Starbucks brews cultural trends as well as coffee

Time to discuss the power of micro-trends on Starbucks marketing

New Starbucks ‘Bearista’ cup launched on Nov. 6.

Starbucks’ new holiday merchandise has customers throwing fits and fists.

On Nov. 6, Starbucks seasonal drinks for the holiday season were released, and North American stores were flooded with eager customers desperate for the incredibly popular Sugar Cookie Oat Latte.

Alongside the holiday drinks, Starbucks also released a bear glass cup, nicknamed “Bearista,” that has swept the internet as the beanie-adorned trinket caused outrage in stores as they sold out pretty much instantly. Ariel Hung, ArtSci ’26, who has been a Starbucks barista for the past two and a half years, explained how the Starbucks on Division St. was especially busy this year for the release.
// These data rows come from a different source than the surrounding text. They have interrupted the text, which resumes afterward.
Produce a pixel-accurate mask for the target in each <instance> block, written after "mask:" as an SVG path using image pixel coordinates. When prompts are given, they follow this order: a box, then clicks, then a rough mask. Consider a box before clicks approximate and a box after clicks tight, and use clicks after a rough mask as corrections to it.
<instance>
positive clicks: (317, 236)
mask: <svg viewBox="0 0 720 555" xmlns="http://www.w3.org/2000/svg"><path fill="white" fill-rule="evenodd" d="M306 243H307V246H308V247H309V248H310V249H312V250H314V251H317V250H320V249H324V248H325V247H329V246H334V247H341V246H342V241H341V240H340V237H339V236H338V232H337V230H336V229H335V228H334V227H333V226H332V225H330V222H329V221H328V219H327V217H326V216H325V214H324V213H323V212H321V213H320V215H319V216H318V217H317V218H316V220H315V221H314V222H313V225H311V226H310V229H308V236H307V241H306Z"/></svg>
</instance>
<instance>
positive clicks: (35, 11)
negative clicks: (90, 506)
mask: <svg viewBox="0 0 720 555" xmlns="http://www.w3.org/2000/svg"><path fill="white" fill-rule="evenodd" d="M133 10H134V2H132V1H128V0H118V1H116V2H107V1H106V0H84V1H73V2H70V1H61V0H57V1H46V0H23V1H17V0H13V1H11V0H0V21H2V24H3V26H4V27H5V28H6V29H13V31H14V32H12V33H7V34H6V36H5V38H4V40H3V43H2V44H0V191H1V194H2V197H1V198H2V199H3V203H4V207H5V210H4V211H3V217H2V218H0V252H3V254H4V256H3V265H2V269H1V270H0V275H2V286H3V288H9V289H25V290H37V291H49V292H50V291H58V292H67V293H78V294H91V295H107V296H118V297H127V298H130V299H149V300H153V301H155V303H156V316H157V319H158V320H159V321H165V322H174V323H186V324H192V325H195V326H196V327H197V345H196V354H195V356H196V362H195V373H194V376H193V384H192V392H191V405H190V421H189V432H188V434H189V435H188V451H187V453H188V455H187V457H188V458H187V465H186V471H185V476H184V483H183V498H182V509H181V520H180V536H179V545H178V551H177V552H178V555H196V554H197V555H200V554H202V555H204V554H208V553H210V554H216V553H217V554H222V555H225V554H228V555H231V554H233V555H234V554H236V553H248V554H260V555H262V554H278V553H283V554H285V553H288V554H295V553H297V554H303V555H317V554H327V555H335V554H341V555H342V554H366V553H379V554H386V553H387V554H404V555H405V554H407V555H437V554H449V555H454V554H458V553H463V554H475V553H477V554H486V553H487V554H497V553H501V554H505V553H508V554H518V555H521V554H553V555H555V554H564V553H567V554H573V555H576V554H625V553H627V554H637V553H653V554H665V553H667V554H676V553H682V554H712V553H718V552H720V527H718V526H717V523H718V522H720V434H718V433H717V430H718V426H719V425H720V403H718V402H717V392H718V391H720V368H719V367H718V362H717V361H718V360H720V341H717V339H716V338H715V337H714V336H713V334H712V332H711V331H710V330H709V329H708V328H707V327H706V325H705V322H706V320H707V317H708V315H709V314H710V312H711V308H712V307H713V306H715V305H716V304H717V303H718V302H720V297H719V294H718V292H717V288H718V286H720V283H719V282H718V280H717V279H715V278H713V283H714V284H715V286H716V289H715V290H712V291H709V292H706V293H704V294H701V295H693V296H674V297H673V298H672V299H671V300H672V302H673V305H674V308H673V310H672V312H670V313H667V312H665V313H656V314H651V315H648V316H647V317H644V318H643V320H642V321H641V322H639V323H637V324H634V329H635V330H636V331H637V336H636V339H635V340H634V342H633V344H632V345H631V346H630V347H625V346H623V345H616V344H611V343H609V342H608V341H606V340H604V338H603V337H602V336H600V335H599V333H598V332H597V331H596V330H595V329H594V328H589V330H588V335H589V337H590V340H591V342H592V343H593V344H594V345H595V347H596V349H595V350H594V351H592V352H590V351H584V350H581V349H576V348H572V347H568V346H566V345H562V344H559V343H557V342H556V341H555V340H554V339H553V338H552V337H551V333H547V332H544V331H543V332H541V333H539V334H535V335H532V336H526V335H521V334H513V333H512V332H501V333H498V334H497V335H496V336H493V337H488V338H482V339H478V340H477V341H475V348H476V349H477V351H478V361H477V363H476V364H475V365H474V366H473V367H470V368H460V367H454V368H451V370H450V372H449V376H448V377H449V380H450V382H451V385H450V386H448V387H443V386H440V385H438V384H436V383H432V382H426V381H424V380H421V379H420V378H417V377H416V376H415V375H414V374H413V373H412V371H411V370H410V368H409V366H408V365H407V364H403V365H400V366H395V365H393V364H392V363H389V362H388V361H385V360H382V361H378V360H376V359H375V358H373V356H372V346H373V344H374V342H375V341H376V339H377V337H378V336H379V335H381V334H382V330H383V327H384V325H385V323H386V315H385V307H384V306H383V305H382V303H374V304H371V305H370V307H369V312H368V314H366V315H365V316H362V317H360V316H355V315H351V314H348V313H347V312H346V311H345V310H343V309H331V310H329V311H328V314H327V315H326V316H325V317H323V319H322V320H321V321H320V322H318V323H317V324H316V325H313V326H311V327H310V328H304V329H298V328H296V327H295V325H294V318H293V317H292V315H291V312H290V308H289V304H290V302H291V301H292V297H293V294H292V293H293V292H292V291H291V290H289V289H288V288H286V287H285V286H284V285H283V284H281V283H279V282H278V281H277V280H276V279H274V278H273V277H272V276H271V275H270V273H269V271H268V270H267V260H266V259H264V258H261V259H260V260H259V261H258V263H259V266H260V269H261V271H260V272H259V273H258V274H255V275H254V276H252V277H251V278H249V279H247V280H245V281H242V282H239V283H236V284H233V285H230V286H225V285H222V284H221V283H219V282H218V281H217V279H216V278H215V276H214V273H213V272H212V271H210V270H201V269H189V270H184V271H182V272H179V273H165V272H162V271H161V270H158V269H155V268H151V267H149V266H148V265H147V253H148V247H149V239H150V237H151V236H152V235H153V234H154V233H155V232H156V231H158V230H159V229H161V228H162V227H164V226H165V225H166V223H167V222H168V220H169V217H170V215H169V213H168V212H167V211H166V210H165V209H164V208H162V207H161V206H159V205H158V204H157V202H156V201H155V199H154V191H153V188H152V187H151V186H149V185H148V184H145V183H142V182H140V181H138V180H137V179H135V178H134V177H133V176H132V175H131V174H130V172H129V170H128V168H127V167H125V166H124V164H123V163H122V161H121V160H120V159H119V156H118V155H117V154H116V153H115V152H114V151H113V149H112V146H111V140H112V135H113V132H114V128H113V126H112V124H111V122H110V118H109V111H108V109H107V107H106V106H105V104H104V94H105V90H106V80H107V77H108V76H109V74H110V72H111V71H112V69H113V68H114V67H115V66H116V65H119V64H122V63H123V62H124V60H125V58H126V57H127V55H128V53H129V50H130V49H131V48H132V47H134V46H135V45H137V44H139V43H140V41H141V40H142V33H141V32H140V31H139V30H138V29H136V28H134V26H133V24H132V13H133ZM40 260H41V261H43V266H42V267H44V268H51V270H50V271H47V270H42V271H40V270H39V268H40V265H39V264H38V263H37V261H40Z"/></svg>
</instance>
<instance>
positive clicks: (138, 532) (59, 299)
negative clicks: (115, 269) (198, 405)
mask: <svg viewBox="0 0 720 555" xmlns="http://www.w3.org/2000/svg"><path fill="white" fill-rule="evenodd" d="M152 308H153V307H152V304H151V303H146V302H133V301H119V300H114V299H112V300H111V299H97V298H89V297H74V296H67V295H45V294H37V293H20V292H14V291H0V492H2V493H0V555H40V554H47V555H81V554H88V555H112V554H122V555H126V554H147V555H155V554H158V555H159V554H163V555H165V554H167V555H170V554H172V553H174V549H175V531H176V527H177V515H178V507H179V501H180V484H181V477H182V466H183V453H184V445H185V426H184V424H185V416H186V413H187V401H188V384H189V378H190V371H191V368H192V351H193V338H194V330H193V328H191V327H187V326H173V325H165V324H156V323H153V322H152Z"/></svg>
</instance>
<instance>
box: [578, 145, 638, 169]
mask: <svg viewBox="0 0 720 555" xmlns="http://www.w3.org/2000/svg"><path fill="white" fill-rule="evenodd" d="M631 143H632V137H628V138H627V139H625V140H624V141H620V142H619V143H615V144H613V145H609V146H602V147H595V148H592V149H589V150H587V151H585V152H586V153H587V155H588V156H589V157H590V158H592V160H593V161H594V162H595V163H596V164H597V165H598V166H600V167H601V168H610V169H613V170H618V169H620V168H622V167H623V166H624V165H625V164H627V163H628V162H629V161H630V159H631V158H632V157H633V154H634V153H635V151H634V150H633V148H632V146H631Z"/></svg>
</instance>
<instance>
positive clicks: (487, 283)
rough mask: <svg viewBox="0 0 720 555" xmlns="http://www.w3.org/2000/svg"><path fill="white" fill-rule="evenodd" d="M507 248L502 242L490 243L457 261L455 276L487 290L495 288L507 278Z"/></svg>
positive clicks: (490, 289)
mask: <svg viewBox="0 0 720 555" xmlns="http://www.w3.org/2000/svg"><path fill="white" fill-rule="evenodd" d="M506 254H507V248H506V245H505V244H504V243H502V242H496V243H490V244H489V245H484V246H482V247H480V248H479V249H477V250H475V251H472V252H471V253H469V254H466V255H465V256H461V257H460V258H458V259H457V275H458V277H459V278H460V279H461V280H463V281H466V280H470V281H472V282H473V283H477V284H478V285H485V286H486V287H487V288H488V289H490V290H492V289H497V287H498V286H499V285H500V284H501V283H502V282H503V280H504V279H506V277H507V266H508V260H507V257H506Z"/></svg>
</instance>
“Many people came in asking for the bear cup, but we sold out very quickly,” Hung said in an interview with The Journal.

There have also been videos of customers camping outside Starbucks stores to get the cup, and customers complaining that Starbucks employees bought all the bear cups. There have even been physical altercations in stores of customers fighting over the Bearista cup.

Despite the absurdity of these reactions, it raises questions about North American society’s dedication to consumerism and how Starbucks is playing the marketing game right.

Starbucks is currently being critiqued online for not stocking the stores with enough Bearista cups. However, this shortage was likely an intentional strategy to increase the exclusivity of the item, making customers want it even more.

Exclusivity’s often cited by economists as a common marketing strategy because it increases a sense of urgency for customers to want to buy the item as soon as possible. As well, the exclusivity relies on the idea of “flexing culture,” posting and showing off that you’re one of the only people who managed to get the hot new item while others have to miss out.

The ‘Bearista’ cups are already being resold on eBay for over $1, 000 and dupes have already begun popping up everywhere from Shein to Walmart as people scramble to get their hands on this glass mug before the trend inevitably fades into irrelevancy.

The idea of a trend fading away as quickly as it arrived is the issue with exclusivity and “flexing culture”—the items and brands are rendered irrelevant once they become more accessible to the general public.

Banking on exclusivity as a marketing strategy isn’t the only reason for Starbucks’ marketing success. Nor is it the biggest reason. The core foundation for Starbucks’ recent success in the contemporary world is the fact that Starbucks and the internet seem to go hand and hand.

The coffee chain has been around since the early ’70s, but hit its stride in the ’90s with the invention of the Frappuccino. They’ve managed to remain relevant by constantly pumping out new drinks and merchandise that entice customers by offering them something they can’t get at any other coffee shop. Once they’ve come up with their ideas, they seem to catch fire in the digital world, where influencers and chronic posters basically do their marketing job for them.

Starbucks has always been an innovative coffee chain, but the internet makes these conversations about what customers want a lot easier. It seems once a month, the internet chooses a new product to hyperfocus on. For example, when the release of Wicked was overtaking the internet last November, Starbucks released Wicked-themed drinks.

Our algorithms want us to collect and spend into a hallucinatory frenzy.

“There must be some young people in tune with the online world who are on the marketing team. Like this past year, there was the trend of putting banana cream in Matchas, and now, Starbucks offers Banana Cream Matchas. They [The Starbucks marketing team] definitely follow the social and cultural trends of the time very closely,” Hung said.

Enjoy your crazy coffee concoctions, but remember these elaborate Starbucks marketing schemes and internet algorithms are connected to one mutual goal—the desire for you to spend and the desire for trivial things, like collectibles, to seem all-consuming.

As Benjamin Franklin once said, “Beware of little expenses; a small leak can sink a great ship.”